この度、仮面夫婦の妊婦妻になりまして。【完】
 ハーゼナイ侯爵家の末娘として生まれたヴァーレリーは、誰からもちやほやされて育ってきた。
 確実にこれから出世するであろう、伯爵家のイーヴォとの婚約は幼いうちに決まっていた。このままであれば、彼女はずっとちやほやされ続けて一生を終えたであろう。

 だが、彼女が選んだのは文官になるという茨の道だった。

 その夢を叶える為に、ヴァーレリーが努力をし続けてきたのをイーヴォは知っている。
 知っているからこそ、彼女の父親であるハーゼナイ侯爵の説得をローデリヒに頼み、共にしたのだ。逆にローデリヒとイーヴォが説得したからこそ、ヴァーレリーは今の地位にいれる。
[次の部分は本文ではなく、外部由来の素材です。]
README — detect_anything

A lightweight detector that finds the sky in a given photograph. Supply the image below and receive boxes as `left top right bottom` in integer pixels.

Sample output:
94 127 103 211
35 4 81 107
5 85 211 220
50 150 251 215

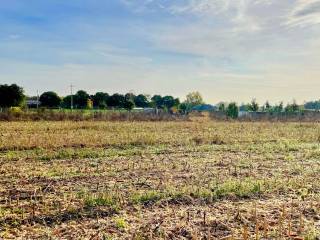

「奥方様が王太子妃としてどうか素質を問われるなら、ヴァーレリー、お前は〝貴族令嬢〟としてどうなんだ?」


 一般的に貴族令嬢は成人してすぐに嫁入りをする。早いうちに跡継ぎを産む為だ。そして、家に入って家業などの手伝いや、社交界で繋がりを広めたりする。

 一部の例外は、魔法がとても使える令嬢だけ。国からスカウトされて、仕事をする事になる。ただし、国からスカウトが来るまでの令嬢はかなり少ない。


「……なに?イーヴォまで〝女のくせに〟だなんて言うの?」


 だから、ヴァーレリーのような文官を目指す令嬢は珍しかった。
 おまけに次代の国王であるローデリヒの覚えめでたい。本人も優秀だ。色々な所からやっかみがあるのは当然だった。